I’ve been at the Bristol Records Office recently, trawling through the archives of The Guild of the Brave Poor Things. One of a network of membership groups for disabled people, the Bristol Guild was founded in 1896 and became the first to have its own purpose built headquarters. Bringing together disabled people in a social space, the Guild lay on entertainment, companionship, training, sales of works and apprenticeships.
Membership was pretty exacting: you needed the right impairment (physical or sensory, visible), and enough of it but not too much. It helped a lot to be male. Most of all though, you needed the right moral character, exhibiting the ‘Guild spirit’ and signing up to its ideals. Above all, the Guild set out to prevent disabled people from being a burden on society.
As I read the reams of closely written copperplate from almost 120 years ago, the sort of disabled person you needed to be and the drive towards work for independence, wellbeing and morality, feels so very contemporary.

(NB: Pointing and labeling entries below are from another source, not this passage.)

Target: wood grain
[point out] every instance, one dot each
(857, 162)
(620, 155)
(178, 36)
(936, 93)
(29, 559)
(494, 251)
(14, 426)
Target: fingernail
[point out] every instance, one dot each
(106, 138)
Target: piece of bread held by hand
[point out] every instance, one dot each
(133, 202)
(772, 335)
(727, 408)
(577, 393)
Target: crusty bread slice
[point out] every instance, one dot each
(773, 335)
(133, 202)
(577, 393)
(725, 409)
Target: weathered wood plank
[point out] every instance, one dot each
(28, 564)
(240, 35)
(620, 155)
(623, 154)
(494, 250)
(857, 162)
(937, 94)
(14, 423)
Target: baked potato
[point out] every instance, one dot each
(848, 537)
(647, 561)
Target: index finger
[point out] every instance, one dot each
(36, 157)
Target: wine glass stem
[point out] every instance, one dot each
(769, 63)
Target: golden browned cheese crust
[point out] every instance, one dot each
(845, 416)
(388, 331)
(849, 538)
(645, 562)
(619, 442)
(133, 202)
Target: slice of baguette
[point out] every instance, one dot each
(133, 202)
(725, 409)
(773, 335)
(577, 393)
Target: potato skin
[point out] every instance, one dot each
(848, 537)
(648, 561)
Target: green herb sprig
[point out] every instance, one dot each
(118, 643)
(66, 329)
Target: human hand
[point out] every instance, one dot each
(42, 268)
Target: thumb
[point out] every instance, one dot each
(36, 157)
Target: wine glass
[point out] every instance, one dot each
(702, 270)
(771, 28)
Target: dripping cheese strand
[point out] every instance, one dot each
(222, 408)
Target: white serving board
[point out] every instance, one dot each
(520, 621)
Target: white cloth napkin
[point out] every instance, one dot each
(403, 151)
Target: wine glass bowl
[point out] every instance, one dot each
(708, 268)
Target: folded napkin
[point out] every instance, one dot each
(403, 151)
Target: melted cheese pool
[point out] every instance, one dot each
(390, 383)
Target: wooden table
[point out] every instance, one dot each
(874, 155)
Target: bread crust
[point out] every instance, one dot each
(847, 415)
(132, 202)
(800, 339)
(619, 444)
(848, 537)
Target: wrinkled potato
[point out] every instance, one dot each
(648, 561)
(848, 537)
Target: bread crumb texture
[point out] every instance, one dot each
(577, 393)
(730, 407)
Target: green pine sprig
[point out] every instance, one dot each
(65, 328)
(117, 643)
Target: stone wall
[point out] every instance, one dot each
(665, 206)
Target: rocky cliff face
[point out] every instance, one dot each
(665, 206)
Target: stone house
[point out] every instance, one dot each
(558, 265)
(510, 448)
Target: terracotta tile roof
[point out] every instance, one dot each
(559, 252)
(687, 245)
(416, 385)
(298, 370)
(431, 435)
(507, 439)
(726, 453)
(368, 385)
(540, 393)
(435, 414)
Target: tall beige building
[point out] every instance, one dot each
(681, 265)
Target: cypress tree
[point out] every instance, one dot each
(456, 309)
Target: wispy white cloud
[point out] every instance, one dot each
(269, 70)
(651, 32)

I can hear the Coalition mantra echoing through the century: ‘Strivers not Shirkers’. Now, as then, the aim is that disabled people should overcome and inspire all the way to economic self-sufficiency. Then, as now, employers were not always keen to be a part of the solution.
And yet there’s one critical difference. Then – for all the charitable and tragic overtones – there is a feeling of liberation unfurling. Against a backdrop of poverty, inaccessibility and social exclusion, and long before the welfare state was formed, lives were being transformed. The Guild of the Brave Poor Things was not a self-help group, but certainly it was a place where group identity had a chance to form.
The Bristol Guild (eventually renamed The Guild of the Handicapped) continued right up to 1987 when the building was sold and it re-registered as a charitable trust. The same year, oblivious that the Guild had ever existed, a small group of disabled people held our inaugural meeting for what would become Avon Coalition of Disabled People. We gathered through the generosity of Community Service Volunteers, in the middle of their busy lobby, since Bristol then had not a single public building that was accessible. CSV is just 200 yards up the road from the Guild.